Premiers détails sur le partenariat FinanceCom et Saham
Les deux géants panafricains de la banque et de l’assurance s’associent pour profiter de complémentarité de métiers et développer leur réseau d’agences en Afrique hors Maroc.
Les deux groupes ont ainsi décidé de sceller ce partenariat par la création d’une structure juridique détenue à parts égales par l’un et l’autre, et dont l’objet sera de «se consacrer principalement au développement commun et à la coordination de plates-formes métiers présentant les synergies les plus fortes» annonce le communiqué conjoint.
Une mutualisation de services portant sur la bancassurance
Le projet de ce partenariat est de développer une gamme de produits financiers sur des métiers complémentaires aux groupe Saham et Bank Of Africa.
Les produits porteront essentiellement sur les métiers de la bancassurance - assurance-vie, complémentaires, garanties etc - et également de l’asset management. Les produits seront destinés à une clientèle corporate car c’est le segment le plus développé en Afrique.
Ce partenariat permettra à Saham d’adosser ses produits d’assurance à une banque, en les commercialisant en exclusivité dans le réseau d’agences BOA. De son côté, BOA pourra offrir une panoplie d’assurance avec des conditions préférentielles.

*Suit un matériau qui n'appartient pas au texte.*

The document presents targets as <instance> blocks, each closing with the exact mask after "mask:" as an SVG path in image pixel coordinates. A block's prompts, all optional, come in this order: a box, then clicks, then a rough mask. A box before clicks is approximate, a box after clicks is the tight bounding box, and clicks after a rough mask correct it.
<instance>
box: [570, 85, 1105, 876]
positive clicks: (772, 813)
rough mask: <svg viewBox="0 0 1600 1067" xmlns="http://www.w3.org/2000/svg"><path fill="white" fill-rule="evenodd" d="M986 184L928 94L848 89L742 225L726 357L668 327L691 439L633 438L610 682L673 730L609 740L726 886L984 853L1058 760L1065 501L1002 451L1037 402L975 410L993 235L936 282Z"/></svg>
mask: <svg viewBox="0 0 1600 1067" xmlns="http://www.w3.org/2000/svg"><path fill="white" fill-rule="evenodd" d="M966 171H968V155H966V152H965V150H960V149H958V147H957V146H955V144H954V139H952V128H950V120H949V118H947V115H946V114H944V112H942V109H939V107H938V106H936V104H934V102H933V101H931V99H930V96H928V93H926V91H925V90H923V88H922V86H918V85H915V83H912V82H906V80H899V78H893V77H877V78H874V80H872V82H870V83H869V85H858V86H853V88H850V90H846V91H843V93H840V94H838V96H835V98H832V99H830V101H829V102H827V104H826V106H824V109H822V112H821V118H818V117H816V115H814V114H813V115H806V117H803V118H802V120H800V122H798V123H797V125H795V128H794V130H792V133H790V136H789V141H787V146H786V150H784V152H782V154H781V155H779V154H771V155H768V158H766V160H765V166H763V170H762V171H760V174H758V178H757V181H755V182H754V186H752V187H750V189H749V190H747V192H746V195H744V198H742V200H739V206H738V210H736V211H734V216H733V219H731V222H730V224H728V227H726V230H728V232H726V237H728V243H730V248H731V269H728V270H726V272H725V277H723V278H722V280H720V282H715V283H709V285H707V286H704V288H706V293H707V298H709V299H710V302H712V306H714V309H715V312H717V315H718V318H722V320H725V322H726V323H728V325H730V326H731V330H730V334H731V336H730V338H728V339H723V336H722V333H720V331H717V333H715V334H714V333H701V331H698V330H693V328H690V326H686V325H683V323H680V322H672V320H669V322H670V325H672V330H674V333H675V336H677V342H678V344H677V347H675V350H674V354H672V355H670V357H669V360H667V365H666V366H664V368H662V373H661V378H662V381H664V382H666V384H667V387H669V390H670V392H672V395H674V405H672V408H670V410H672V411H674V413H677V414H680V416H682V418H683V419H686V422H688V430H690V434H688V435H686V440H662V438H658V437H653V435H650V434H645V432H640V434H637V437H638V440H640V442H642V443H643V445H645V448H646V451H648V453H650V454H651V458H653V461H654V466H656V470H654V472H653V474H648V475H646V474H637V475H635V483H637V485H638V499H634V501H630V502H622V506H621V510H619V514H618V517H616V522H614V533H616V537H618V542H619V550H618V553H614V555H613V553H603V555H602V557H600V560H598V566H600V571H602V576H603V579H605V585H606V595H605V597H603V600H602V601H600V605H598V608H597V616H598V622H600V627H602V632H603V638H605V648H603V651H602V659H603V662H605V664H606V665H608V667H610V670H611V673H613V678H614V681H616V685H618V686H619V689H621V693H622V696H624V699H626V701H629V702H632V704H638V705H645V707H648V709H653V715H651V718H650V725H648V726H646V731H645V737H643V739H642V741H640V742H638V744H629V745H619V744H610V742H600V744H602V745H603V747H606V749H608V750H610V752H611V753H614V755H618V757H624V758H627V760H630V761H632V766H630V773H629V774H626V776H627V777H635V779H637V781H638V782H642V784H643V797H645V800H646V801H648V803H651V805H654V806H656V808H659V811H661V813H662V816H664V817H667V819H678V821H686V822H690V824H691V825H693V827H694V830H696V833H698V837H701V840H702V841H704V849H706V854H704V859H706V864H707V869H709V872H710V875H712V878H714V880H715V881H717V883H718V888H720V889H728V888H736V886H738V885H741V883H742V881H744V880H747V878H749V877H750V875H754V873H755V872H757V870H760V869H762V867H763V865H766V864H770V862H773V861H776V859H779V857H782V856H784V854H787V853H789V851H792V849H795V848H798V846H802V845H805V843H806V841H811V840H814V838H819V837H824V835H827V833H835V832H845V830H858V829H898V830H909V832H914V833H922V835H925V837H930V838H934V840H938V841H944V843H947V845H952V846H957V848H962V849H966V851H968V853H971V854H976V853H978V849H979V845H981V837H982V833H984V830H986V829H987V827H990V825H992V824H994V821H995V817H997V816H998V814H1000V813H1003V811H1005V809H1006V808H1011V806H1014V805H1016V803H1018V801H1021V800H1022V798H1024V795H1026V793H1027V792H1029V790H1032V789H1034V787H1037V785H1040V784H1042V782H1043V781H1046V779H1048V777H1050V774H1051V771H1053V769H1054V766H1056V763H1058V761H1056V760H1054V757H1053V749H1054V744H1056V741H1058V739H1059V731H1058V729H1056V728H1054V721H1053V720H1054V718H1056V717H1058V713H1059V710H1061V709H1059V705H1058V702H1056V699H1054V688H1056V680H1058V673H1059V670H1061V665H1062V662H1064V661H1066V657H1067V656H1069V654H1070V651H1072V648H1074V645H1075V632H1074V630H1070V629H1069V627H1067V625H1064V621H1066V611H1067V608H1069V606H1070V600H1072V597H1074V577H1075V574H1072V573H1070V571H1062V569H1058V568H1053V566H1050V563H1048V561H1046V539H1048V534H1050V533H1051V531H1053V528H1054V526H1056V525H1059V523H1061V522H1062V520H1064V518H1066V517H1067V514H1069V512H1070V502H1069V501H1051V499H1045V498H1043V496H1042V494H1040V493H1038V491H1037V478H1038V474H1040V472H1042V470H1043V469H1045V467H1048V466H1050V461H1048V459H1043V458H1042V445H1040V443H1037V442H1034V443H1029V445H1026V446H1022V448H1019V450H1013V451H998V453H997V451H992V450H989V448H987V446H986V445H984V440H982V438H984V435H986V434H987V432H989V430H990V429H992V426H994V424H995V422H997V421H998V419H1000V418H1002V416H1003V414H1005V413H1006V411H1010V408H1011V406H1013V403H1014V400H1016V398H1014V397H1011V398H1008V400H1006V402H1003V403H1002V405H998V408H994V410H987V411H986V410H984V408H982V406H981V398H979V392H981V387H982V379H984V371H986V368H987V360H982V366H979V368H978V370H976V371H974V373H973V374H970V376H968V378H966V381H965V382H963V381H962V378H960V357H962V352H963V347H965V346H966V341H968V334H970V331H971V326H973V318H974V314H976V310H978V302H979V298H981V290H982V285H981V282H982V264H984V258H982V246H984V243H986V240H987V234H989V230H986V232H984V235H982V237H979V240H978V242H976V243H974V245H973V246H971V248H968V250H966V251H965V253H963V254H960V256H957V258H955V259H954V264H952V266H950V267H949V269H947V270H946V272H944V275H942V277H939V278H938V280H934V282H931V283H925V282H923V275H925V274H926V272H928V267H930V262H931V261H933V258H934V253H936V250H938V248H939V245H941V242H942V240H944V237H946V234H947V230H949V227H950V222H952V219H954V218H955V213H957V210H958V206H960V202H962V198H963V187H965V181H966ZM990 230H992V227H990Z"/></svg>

Les deux groupes pourront ainsi bénéficier du réseau d’agences en Afrique de chacun et faire valoir des économies d’échelle. Dans un premier temps, le partenariat s’étendra sur les 11 pays africains où sont présents en commun Saham et BOA, essentiellement en Afrique de l’Ouest. A terme, il pourrait permettre à Saham d’aller sur les marchés où BOA est seul présent, et inversement.
Aujourd’hui, le Groupe BOA est implanté dans 17 pays et Saham dans 19 pays africains (hors Maroc).
«Nous avons des stratégies similaires en terme d’expansion régionale en Afrique dans les services financiers et croyons au potentiel de ces service», résume Nadia Fettah, directrice générale déléguée de Saham Finances. «Nous envisageons d’accélérer notre présence dans les pays où BOA est déjà présent».
Un statut Casa Finance City est envisagé
La structure juridique aurait tout lieu d’être hébergée au Maroc à Casa Finance City. Pour Nadia Fettah, le choix de CFC comporte des chances, mais le sujet est encore à l’étude. Le souhait est en tout cas d’initier ce partenariat stratégique au Maroc puis installer une succursale en Afrique - éventuellement la Côte d’Ivoire - pour en faire un hub qui anime la région.
Dans le cas où l’installation se ferait au Maroc, le choix porterait sur CFC. D’ailleurs, Saham Corporate y est déjà domicilié.
Quelle place pour RMA Watanya?
Quant au rôle que pourrait jouer RMA Watanya - actionnaire de BMCE à hauteur de 30% - au sein du partenariat, les réponses côté Saham et Financecom sont mitigées.
Côté Saham, on fait valoir que le partenariat est avant tout entre Bank Of Africa et Saham, structuré autour d’un comité de pilotage opérationnel où les deux entités seront représentées. Ce partenariat permettra de travailler en dehors du Maroc.
Or RMA Watanya est surtout présent sur le marché national, et ne développe que nouvellement son activité en Afrique Subsaharienne. La directrice de communication de Saham ajoute que probablement, RMA pourrait être partenaire du projet si Financecom décidait de s’appuyer sur cette structure. Mais pour le moment, RMA n’a pas été invité à la table des négociations.
Côté BMCE-BOA, le DGA du pôle communication précise que la participation de RMA est une implication stratégique du partenariat qui est pour le moment à l’étude.
En tout état de cause, la participation de l’assurance conforterait son ambition d’expansion africaine. Pour rappel, elle avait pris en 2014 le contrôle de compagnies opérant en Côte d’Ivoire, au Togo et au Cameroun et à cette occasion avait annoncé sa volonté de s’implanter dans 10 pays africains d’ici 2020.
Un partenariat historique
Saham et BOA sont déjà des partenaires proches en Afrique. Lorsque Saham a entrepris sa conquête africaine en rachetant le groupe d’assurances Colina, il est devenu co-actionnaire avec Bank Of Africa. BOA et Colina ont depuis cédé leurs participations croisées. «Ces participations historiques ont permis de construire une collaboration entre les deux groupes», explique Nadia Fettah. Toutefois, il ne s’agit pas aujourd’hui de revenir sur ces vestiges historiques, et la nature du partenariat ne sera pas d’ordre capitalistique.